This holiday season, a very special group of young Calgarians is looking for help getting outside to play.
While most parents take for granted that their children can visit a local playground, for some of the most medically-vulnerable children, this is an almost logistical impossibility.
And for some of these children, it could mean being able to touch grass for the first time in their lives.
“Play is so important, whether you’re medically fragile or not,” said Pam McGladdery, CEO of the Universal Service Rehabilitation Agency (URSA).
URSA, along with non-profit housing provider HomeSpace, are looking to raise $200,000 in order to build a fully accessible and inclusive playground next to URSA’s Cub House in Martindale.
This will provide the children, many of whom are in wheelchairs or use walkers and require constant medical supervision, the ability to have the freedom to play like their peers.
“Never have there been children more deserving of a spark of joy in their living space,” said Bernadette Majdell, CEO of HomeSpace.
Providing for those who need more than acute care
At the Cub House, children who are medically fragile are provided 24 hours a day medical care by pediatric nurses. The facility is the only one of its kind in Calgary
The facility was created by URSA after it became apparent that children who had received acute pediatric care at the Children’s hospital needed more.
“These little ones were in the hospital, and medically they were ready to be discharged, but there was no community operator that was able to provide the services,” said McGladdery.
These children exited the hospital still needing a high level of care. In some cases after having had tracheotomies, or requiring to be on ventilators.
The staff at Cub House help to take care of the medical needs for these children, allowing them to return to their homes in their communities.
A playground for those who haven’t been able to play
Michael Greenhough, a playground design consultant, said that there has been a real learning curve for creating playgrounds that meet the needs of special needs and medically vulnerable children.
“The key here is really making sure that things are unencumbered, you want to make sure you’ve got a lot of space, you’ve got play toys for everybody,” he said.
“When designing for people who bound to a wheelchair or medically incapable of walking, we want to make sure that there’s good flat surfaces, we want to make sure there’s good wide open spaces, and to be able to have them and their handlers navigate safely and securely throughout the site.”
The playground will have a variety of play stations, and a level access universal carousel, along with some open grass space.
“Our plan is to have a grassy area where we could do ball play and yard games, as well as specific items that could be for people that are in wheelchairs and or those that are not,” said McGladdery.
“Kids can get out of their wheelchair and feel what it’s like to be on grass, probably for the first time, in many cases,” she said.
Greenhough said that they have also created a design that is safe for the children, while still providing them high quality of play.
He said that this playground has two features that he was particularly excited about. First, a magnetic white board that will allow children to paint and draw.
“It’s included learning and it gives them something fun to play with,” he said.
Secondly, and most exciting for him, was the inclusion of the level access carousel.
“We all grew up with a merry go round—we all grew up flying off merry go rounds—the key to that particular feature though, is it is an inclusive piece and it is specifically designed to be that inclusive piece,” said Greenhough.
“Anyone can use it but, especially those in wheelchair. The concept of them being able to roll on to the platform, secure themselves on the platform, have a friend with them and have someone spin the platform with them—whether that’s a brother or a sister, you know, parent, caregiver—everybody can interact on this particular platform.”
Making a difference for families
Kirsty Venner and Jeff Kundry are parents to Becky, one of the children who receives help from URSA. Becky will have access to the new playground.
“Before Becky was with URSA, we had her living in the home, and it was very difficult because she needed constant care,” said Venner.
Because of their child’s medical needs, Venner had to leave her career.

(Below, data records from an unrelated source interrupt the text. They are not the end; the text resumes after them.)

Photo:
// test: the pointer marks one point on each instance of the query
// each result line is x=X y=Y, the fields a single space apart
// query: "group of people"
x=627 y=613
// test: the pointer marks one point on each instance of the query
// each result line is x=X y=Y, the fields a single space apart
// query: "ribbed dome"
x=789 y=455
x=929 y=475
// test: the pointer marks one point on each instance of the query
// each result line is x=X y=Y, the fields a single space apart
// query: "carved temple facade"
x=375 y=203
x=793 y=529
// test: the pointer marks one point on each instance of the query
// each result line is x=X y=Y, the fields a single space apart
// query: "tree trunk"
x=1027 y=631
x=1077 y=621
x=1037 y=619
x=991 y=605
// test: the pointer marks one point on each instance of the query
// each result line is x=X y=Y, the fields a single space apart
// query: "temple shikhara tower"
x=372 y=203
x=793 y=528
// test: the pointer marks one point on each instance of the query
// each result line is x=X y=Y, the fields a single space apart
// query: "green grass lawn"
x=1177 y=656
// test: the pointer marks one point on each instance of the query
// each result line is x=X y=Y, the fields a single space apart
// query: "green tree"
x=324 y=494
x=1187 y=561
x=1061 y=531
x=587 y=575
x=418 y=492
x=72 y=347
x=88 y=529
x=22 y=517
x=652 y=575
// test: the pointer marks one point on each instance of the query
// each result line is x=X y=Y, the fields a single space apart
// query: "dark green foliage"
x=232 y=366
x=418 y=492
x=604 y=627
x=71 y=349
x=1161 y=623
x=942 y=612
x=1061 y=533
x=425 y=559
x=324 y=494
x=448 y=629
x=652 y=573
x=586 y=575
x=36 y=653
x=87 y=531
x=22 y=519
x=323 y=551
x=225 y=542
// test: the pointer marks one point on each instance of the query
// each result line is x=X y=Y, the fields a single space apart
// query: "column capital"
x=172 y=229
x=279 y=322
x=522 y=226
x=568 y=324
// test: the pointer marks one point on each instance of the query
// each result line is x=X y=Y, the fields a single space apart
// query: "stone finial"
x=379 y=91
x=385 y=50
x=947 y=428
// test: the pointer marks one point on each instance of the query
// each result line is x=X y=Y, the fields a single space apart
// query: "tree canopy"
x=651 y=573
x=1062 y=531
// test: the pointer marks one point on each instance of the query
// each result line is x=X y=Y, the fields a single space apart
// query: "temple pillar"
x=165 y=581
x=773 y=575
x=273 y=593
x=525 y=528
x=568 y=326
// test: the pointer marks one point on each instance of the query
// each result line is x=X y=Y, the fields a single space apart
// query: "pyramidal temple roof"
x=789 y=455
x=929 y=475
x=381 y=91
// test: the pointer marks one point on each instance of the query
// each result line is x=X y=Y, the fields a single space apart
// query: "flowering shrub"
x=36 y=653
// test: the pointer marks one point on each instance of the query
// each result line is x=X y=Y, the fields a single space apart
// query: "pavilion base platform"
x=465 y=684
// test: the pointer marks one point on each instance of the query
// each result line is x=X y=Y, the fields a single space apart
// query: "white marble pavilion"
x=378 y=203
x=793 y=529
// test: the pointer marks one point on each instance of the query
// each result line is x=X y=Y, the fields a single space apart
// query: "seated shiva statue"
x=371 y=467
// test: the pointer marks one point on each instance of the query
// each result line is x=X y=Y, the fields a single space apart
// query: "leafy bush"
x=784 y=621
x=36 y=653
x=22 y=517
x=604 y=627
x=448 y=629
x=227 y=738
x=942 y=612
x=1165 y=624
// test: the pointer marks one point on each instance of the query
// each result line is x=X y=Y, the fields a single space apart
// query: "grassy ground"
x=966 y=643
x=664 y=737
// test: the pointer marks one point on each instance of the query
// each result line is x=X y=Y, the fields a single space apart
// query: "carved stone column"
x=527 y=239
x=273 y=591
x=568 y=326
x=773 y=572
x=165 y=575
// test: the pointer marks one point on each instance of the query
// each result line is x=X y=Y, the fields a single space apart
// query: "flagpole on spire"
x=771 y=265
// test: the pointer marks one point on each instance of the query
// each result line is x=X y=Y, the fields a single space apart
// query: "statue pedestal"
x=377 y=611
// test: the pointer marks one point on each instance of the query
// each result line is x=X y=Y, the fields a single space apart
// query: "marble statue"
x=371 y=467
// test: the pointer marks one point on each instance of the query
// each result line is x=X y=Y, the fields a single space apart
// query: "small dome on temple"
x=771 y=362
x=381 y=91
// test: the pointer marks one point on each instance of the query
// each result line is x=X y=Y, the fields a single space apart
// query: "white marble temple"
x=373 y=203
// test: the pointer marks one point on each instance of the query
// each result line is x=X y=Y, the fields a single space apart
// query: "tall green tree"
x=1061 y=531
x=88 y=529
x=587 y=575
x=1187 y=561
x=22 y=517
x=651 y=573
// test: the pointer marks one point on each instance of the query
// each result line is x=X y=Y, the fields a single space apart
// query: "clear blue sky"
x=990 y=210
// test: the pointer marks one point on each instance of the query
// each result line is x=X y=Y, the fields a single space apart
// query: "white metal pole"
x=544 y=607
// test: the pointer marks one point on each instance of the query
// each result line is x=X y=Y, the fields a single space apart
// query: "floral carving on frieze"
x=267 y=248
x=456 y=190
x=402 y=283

This meant managing her daughter’s health, and a team of caregivers, which made it impossible to live a normal life.
Kundry said that addressing even normal everyday activities like preparing a family dinner got bumped because of Becky’s medical needs.

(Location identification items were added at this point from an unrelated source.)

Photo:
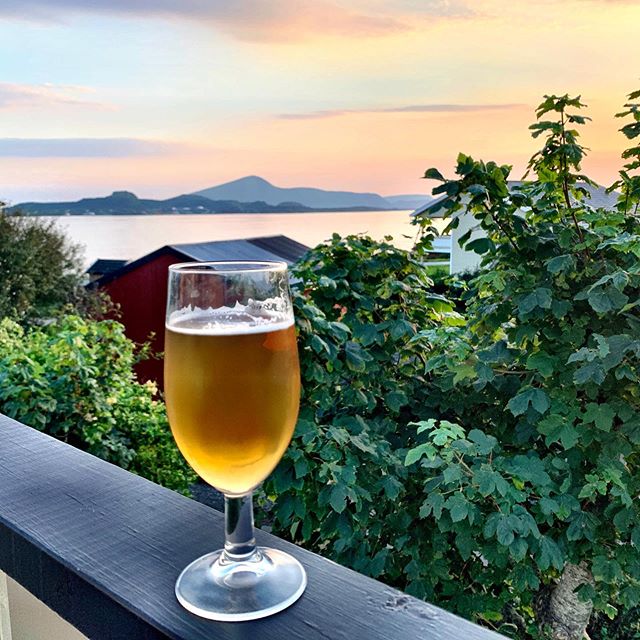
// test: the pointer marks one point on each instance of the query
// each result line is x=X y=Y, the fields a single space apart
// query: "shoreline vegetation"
x=121 y=203
x=472 y=441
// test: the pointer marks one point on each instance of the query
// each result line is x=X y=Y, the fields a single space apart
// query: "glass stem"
x=239 y=543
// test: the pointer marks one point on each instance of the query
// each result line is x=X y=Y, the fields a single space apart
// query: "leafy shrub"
x=73 y=379
x=359 y=305
x=537 y=490
x=521 y=476
x=40 y=268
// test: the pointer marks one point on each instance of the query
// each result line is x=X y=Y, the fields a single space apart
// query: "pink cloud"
x=254 y=20
x=20 y=96
x=414 y=108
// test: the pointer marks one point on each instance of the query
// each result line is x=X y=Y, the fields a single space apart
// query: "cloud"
x=18 y=96
x=253 y=20
x=415 y=108
x=83 y=147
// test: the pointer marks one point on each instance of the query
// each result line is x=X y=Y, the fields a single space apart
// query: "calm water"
x=130 y=237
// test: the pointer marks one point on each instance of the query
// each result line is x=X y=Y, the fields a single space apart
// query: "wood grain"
x=103 y=548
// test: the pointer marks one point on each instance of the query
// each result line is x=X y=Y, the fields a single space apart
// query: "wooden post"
x=5 y=620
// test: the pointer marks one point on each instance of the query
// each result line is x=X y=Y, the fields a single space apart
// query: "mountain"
x=127 y=203
x=408 y=201
x=255 y=188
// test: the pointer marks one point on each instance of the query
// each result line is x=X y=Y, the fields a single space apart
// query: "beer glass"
x=232 y=388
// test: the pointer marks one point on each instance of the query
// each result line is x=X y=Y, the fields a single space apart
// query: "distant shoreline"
x=197 y=213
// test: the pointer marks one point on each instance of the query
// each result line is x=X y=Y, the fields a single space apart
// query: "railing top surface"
x=82 y=535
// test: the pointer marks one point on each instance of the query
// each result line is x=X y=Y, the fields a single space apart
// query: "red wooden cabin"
x=139 y=287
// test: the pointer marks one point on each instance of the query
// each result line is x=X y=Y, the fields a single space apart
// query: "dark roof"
x=272 y=248
x=102 y=266
x=267 y=248
x=599 y=198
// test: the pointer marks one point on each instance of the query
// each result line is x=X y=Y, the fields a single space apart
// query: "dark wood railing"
x=103 y=547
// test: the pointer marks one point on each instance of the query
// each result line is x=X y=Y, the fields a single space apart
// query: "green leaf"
x=413 y=455
x=590 y=372
x=549 y=554
x=541 y=297
x=433 y=174
x=479 y=245
x=541 y=362
x=458 y=507
x=433 y=504
x=560 y=263
x=485 y=477
x=606 y=570
x=395 y=400
x=600 y=414
x=504 y=532
x=338 y=498
x=537 y=398
x=357 y=358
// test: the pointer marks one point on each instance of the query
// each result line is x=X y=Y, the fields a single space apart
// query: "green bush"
x=73 y=379
x=548 y=368
x=359 y=305
x=518 y=480
x=41 y=269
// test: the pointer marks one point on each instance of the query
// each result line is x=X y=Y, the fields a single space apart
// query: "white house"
x=462 y=260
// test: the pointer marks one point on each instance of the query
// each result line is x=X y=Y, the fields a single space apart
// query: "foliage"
x=468 y=463
x=545 y=380
x=73 y=379
x=358 y=304
x=40 y=268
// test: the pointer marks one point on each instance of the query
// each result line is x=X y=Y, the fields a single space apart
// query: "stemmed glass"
x=232 y=386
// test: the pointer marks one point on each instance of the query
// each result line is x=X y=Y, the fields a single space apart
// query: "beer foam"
x=254 y=317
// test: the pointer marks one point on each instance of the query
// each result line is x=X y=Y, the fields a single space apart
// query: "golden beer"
x=232 y=392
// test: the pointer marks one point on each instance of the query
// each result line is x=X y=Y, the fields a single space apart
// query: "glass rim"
x=230 y=266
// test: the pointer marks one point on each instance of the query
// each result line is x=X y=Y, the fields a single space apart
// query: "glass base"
x=218 y=588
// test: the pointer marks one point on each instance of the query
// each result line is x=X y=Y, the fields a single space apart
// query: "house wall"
x=462 y=260
x=142 y=297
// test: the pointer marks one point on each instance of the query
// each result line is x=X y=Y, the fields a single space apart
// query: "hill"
x=253 y=188
x=127 y=203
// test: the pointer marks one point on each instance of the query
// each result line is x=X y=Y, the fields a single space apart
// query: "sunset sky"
x=163 y=97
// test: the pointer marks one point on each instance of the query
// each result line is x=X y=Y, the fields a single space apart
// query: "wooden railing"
x=103 y=548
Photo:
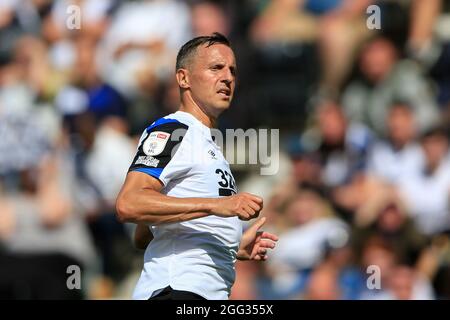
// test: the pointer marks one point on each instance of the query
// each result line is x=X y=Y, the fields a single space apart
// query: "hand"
x=244 y=205
x=254 y=243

Thanks to the care that URSA provides for Becky, it has made their family house a home again.
“We can spend quality time with Becky now instead of just managing her as a project,” she Venner.

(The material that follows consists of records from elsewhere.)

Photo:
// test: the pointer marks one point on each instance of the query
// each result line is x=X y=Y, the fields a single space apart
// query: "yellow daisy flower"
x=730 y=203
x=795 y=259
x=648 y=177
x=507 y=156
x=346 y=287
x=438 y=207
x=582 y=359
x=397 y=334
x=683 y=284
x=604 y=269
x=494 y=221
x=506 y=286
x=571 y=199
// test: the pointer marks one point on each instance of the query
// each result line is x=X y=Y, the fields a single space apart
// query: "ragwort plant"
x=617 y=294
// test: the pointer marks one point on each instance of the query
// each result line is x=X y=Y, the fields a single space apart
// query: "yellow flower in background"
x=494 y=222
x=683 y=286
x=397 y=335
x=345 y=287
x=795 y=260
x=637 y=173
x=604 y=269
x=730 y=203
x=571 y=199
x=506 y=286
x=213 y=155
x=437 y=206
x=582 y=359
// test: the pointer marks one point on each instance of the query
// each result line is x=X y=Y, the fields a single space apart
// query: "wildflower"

The pair are looking forward to having a space again where Becky will be able to play. As she got older, it wasn’t possible to take her to the swings she loved so much.
“She really loved swings, and she really loved to be around other kids that are enjoying themselves. She seems to really feed and get the energy from those kids and she doesn’t experience it very often, so this would be a really enriching for her,” said Venner.
Looking for community donations
URSA has already put down deposits for playground equipment and contractors, but is looking for help from Calgarians to complete the $200,000 required to build the playground.
The organization has been able to line up local businesses, non-profits, and community partners that have stepped up to seed the project with funding.
"So any dollar that a Calgarian can give during Christmas time, or anytime—no amount is too small, and that $10 helps and turns into $20, and $100 turns into $200," said McGladdery.
URSA is looking at having the playground built in the springtime for the kids, and donations can be made on their website.
"I think every child deserves to have a fun place to play, and for a long time, we haven't had that opportunity for medically fragile kids in Calgary," said Venner.
"All we're asking is to have that same enjoyment for our kids."